Mostly I started learning the language on Thursday, so I know that I have many opportunities for improvement. If I am missing something that is obviously obvious, by all means let me know. I don't have Sage yet and it doesn't work, and no, so right now, it's all pretty vanilla Python 2.6.1. (Portable)
Primary query: you need a good set of list concepts that can retrieve data in lists of samples in lists by coefficient A, coefficient B, in general, and by groups of each level of factors A & B (AxB).
After some work, the data is in the following form (3 layers of nested lists):
Reply [a] [b] [p]
(value [a1 [b1 [n1, ..., nN] ... [bB [n1, ... nN]]], ..., [aA [b1 [n1, ..., nN] .. . [bB [n1, ... nN]]] I hope this is clear.)
Factor levels in my example: A = 3 (0-2), B = 8 (0-7), N = 8 (0-7)
byA= [[a[i] for i in range(b)] for a[b] in response]
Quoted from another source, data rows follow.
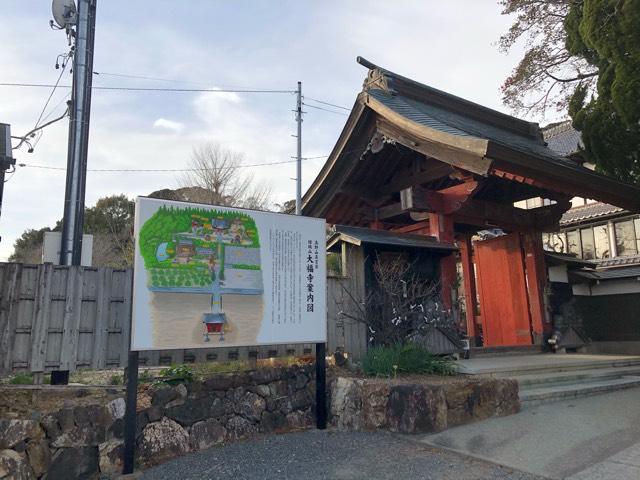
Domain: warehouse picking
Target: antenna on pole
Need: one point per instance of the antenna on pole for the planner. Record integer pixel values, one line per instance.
(84, 19)
(6, 157)
(299, 156)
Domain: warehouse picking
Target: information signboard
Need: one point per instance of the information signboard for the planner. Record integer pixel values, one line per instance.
(209, 276)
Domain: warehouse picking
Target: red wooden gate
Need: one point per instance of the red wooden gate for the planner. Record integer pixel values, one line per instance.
(502, 286)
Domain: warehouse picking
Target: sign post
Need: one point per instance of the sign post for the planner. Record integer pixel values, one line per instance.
(210, 276)
(321, 386)
(130, 413)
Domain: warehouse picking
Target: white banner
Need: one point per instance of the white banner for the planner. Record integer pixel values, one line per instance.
(208, 276)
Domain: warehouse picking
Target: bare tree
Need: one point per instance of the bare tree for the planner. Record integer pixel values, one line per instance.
(548, 74)
(400, 307)
(219, 172)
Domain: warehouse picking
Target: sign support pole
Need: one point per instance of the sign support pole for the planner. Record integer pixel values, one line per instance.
(321, 386)
(130, 413)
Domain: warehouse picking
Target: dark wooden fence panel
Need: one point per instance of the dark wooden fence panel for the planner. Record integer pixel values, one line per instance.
(69, 318)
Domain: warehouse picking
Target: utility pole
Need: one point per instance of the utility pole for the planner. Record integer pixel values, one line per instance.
(72, 226)
(299, 156)
(6, 160)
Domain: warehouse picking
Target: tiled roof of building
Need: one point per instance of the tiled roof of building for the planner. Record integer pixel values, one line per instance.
(610, 273)
(562, 138)
(591, 211)
(619, 261)
(359, 235)
(447, 121)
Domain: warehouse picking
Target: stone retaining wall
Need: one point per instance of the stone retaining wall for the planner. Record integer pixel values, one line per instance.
(400, 406)
(80, 436)
(76, 433)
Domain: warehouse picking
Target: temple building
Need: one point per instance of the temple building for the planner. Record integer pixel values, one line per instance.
(413, 160)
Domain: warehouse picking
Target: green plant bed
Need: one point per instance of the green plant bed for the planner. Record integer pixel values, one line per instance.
(393, 360)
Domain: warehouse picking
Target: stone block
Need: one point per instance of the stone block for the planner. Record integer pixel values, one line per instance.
(162, 441)
(74, 464)
(111, 457)
(417, 409)
(252, 406)
(239, 427)
(14, 466)
(206, 434)
(13, 432)
(39, 456)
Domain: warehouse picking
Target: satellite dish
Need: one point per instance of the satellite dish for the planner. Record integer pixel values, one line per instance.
(64, 12)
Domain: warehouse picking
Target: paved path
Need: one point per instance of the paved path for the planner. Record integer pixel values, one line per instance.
(592, 438)
(316, 455)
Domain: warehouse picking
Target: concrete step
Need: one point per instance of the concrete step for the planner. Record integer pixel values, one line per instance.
(534, 380)
(534, 396)
(479, 352)
(548, 364)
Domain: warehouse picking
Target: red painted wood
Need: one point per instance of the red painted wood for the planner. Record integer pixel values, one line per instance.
(468, 278)
(441, 227)
(503, 294)
(536, 280)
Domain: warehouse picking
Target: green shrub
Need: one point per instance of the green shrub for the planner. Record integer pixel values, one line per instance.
(176, 374)
(21, 379)
(145, 376)
(390, 360)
(Can someone explain why this syntax works? I stumbled upon it, trying to figure out what the parser would take. I haven't seen this syntax related to this behavior elsewhere, but it's really nice. Any good links to sites or books on This topic will be appreciated. Editing: The constancy of variables between runs explained this oddity. This does not work.)
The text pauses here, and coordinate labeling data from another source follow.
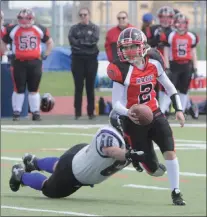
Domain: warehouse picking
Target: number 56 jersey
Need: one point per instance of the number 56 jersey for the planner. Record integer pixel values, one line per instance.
(26, 42)
(138, 84)
(90, 165)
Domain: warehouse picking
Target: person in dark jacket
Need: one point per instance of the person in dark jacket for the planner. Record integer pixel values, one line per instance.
(147, 21)
(113, 34)
(83, 38)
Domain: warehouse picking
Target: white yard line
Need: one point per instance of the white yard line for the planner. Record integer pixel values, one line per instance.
(145, 187)
(45, 210)
(84, 126)
(126, 168)
(80, 134)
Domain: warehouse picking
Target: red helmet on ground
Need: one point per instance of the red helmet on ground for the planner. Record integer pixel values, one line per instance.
(181, 23)
(166, 16)
(26, 18)
(132, 45)
(47, 102)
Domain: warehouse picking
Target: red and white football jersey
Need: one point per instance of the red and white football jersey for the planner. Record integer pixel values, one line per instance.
(139, 84)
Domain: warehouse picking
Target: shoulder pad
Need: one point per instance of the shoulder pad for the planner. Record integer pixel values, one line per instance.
(117, 71)
(153, 53)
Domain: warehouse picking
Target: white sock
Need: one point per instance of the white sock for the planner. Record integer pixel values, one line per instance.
(184, 100)
(173, 173)
(17, 101)
(34, 102)
(161, 95)
(165, 103)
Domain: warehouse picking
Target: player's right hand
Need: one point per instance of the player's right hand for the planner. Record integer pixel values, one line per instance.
(135, 156)
(132, 116)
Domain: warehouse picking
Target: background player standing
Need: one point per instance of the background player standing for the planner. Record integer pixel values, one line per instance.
(26, 65)
(135, 75)
(181, 57)
(82, 165)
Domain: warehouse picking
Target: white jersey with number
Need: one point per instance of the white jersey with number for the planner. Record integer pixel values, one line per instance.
(90, 165)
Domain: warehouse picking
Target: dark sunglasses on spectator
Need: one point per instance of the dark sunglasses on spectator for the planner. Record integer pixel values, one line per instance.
(83, 15)
(26, 18)
(121, 18)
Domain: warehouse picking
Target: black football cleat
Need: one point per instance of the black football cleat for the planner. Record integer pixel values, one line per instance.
(15, 180)
(16, 116)
(30, 162)
(36, 116)
(194, 111)
(177, 198)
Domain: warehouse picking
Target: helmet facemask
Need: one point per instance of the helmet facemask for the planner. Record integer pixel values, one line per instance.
(132, 51)
(181, 26)
(25, 18)
(166, 21)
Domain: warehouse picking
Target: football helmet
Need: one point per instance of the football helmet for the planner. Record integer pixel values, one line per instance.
(132, 45)
(166, 16)
(116, 121)
(47, 102)
(26, 18)
(181, 23)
byB=lstcrunch([[Bs[i] for i in range(len(Bs)) ]for Bs in response])
(It should be noted that zip(*response) almost does what I want. The above version does not actually work, as I recall. I have not tested it yet with thorough testing.)
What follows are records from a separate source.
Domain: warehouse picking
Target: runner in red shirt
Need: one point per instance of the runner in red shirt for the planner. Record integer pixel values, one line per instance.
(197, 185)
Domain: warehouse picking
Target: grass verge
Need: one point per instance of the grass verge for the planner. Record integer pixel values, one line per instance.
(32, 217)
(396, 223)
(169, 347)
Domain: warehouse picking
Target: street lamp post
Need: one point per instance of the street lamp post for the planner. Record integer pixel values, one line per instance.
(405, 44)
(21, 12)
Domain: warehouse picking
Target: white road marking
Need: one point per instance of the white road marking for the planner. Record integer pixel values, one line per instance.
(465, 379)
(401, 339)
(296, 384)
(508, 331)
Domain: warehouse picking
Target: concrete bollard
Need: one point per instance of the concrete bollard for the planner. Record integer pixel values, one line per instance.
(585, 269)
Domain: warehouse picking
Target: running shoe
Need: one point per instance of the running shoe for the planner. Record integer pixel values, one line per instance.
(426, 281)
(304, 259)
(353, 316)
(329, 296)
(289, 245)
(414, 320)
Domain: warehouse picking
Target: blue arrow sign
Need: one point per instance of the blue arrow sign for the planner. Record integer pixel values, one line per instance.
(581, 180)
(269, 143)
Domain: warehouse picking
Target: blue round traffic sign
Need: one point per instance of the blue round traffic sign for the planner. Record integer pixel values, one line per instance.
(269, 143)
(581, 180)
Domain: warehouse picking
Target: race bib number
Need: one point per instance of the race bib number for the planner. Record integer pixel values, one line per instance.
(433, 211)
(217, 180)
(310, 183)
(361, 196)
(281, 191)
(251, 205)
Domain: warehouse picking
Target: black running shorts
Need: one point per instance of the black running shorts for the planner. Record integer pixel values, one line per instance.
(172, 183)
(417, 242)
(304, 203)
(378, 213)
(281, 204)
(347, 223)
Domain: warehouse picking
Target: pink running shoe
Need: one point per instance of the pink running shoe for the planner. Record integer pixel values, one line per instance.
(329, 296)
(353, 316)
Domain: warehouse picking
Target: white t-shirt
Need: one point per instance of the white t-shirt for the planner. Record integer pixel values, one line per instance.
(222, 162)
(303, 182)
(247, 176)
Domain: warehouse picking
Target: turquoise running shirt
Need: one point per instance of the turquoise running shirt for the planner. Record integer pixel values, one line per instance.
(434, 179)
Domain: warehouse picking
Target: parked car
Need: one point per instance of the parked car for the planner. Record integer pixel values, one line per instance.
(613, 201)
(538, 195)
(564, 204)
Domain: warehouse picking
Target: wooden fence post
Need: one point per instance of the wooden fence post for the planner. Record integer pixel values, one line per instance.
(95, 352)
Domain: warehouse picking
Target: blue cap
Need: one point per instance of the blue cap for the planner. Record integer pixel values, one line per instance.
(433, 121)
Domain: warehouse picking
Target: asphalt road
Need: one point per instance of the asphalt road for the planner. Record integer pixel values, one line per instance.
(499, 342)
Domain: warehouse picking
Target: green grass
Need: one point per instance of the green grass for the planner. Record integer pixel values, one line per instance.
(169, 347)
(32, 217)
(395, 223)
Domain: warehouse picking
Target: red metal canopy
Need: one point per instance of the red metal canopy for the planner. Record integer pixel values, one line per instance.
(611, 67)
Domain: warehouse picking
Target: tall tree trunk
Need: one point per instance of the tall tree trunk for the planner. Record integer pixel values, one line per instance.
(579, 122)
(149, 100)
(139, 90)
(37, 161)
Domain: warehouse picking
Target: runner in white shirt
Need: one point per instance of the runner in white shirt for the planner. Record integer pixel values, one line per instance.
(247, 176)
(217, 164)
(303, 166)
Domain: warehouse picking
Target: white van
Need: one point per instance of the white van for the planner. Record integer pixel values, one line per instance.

byAxB= [item for sublist in response for item in sublist]
(Stolen from Alex Martelli's answer on this site. Can someone explain why again? List syntax syntax is not well explained in the texts I read.)
ByO= [item for sublist in byAxB for item in sublist]
(Obviously, I just used the previous understanding here because he did what I needed. Edit :)
I would like them to end with the same data types, at least when they are fixated on the factor under consideration, so that you can use and use the same average / total / SS / et cetera functions.
This can be easily replaced with something cleaner:
def lstcrunch(Dlist): """Returns a list containing the entire contents of whatever is imported, reduced by one level. If a rectangular array, it reduces a dimension by one. lstcrunch(DataSet[a][b]) -> DataOutput[a] [[1, 2], [[2, 3], [2, 4]]] -> [1, 2, [2, 3], [2, 4]] """ flat=[] if islist(Dlist):
Oh, if I'm in a topic, what is the preferred way to define a variable as a list? I use:
def islist(a): "Returns 'True' if input is a list and 'False' otherwise" return type(a)==type([])
Newsletter Request: Is there a way to explicitly force a shallow copy to convert to depth? copy? Or, similarly, when copying to a variable, is there a way to declare that the assignment should also replace the pointer, and not just the value? (st assignment will not apply to other small copies). Likewise, using this can be useful from time to time, so being able to control when this happens or doesn't happen sounds very good. (I really pounced on myself when I prepared the table for input by calling: answer = [[[0] * N] * B] * A)
Edit : Further research leads to most of this working fine. Since then I have made a class and tested it. It works great. I left the list comprehension forms intact for reference.
def byB(array_a_b_c): y=range(len(array_a_b_c)) x=range(len(array_a_b_c[0])) return [[array_a_b_c[i][j][k] for k in range(len(array_a_b_c[0][0])) for i in y] for j in x] def byA(array_a_b_c): return [[repn for rowB in rowA for repn in rowB] for rowA in array_a_b_c] def byAxB(array_a_b_c): return [rowB for rowA in array_a_b_c for rowB in rowA] def byO(array_a_b_c): return [rep for rowA in array_a_b_c for rowB in rowA for rep in rowB] def gen3d(row, col, inner): """Produces a 3d nested array without any naughty shallow copies. [row[col[inner]] named st the outer can be split on, per lprn for easy display""" return [[[k for k in range(inner)] for i in range(col)] for j in range(row)] def lprn(X): """This prints a list by lines. Not fancy, but works""" if isiterable(X): for line in X: print line else: print x def isiterable(a): return hasattr(a, "__iter__")
Thanks to all who responded. Already there is a noticeable improvement in the quality of the code due to the improvement of my gnosis. Of course, further thoughts are appreciated.